As someone who grew up eating tofu regularly and is now a dedicated vegan, I know what good tofu tastes like. Just as importantly, I know that there are a lot of people who absolutely despise the taste of tofu — and in many ways I understand that sentiment. I've had tofu at countless restaurants that either tasted like saucy cardboard, or worse, like nothing at all. It's no wonder there are so many misconceptions about this popular source of vegan protein.
Having had many nonvegan friends over to eat at my house, I've had the chance to experiment with all sorts of crowd-pleasing tofu recipes. I've baked, fried, and scrambled my way through countless dishes, and I've found out what works best. Here are some foolproof tips for making tofu taste delicious, whether you're a meat eater or a vegetarian.
Press and Drain It Before You Cook It
Many people take tofu straight out of the packet and put it into the fry pan. While that's certainly not the wrong way to eat tofu, it's not exactly the right way. Putting in a few extra minutes of effort will ensure that your tofu has as little moisture as possible, which allows it to soak up more marinade or fry extracrispy.
Place the block of tofu on a plate that has been lined with several paper towels or a clean dish towel. Layer more paper towels or another towel on top, and then place something heavy on top so the tofu drains. I like to put a couple pans or pots on top. Alternatively, a dish with a couple of cans on it will work. Let it sit for at least 15 minutes, or up to an hour.

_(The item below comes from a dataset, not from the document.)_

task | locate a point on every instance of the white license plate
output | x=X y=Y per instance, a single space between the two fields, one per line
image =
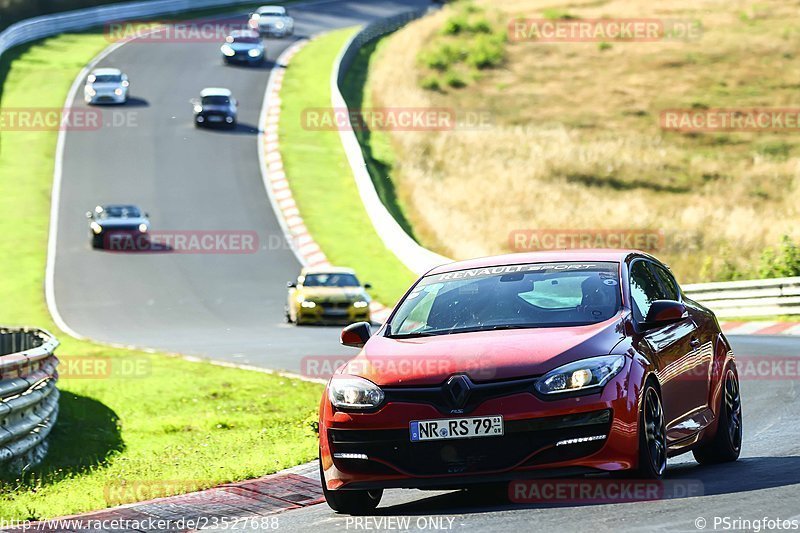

One important note about this trick: never do it with silken tofu! This only works with firm or extrafirm tofu.
Dry Fry It
I could eat crispy tofu every day of my life and be perfectly content. You'll need to press and drain your tofu before you dry fry it. Cut it into squares or triangles, each about half an inch thick, and crank up your pan to medium-high heat (a cast-iron skillet works best). Place the tofu slices in the pan and press them down with a spatula until each side is golden brown. If you're doing it right, you'll be able to hear the moisture escaping from the tofu. These slices go great in a noodle dish, a stir-fry, or on top of a salad.
There are so many great combinations of marinade for tofu. My favorite is soy sauce, sriracha sauce, fresh ginger, garlic, maple syrup, and liquid smoke. You can also play around with adding lime juice and different spices, depending on what kind of mood you're in. And the longer you let your tofu marinade, the more delicious the flavor will be. I like to let mine sit in the fridge for four hours. From here, you can either bake it (I put it in the oven at 450 degrees for half an hour) or saute it in a pan.
Scramble It, Just Like Eggs
If you love scrambled eggs, you'll be happy to know you can make tofu the same way. My kitchen is always stocked with my favorite salsas from Trader Joe's, and I cook crumbled tofu with a spicy salsa for a protein-rich breakfast. Sometimes I'll make a tofu scramble with mushrooms, spinach, and onions — just like the omelettes I used to love at my favorite diners.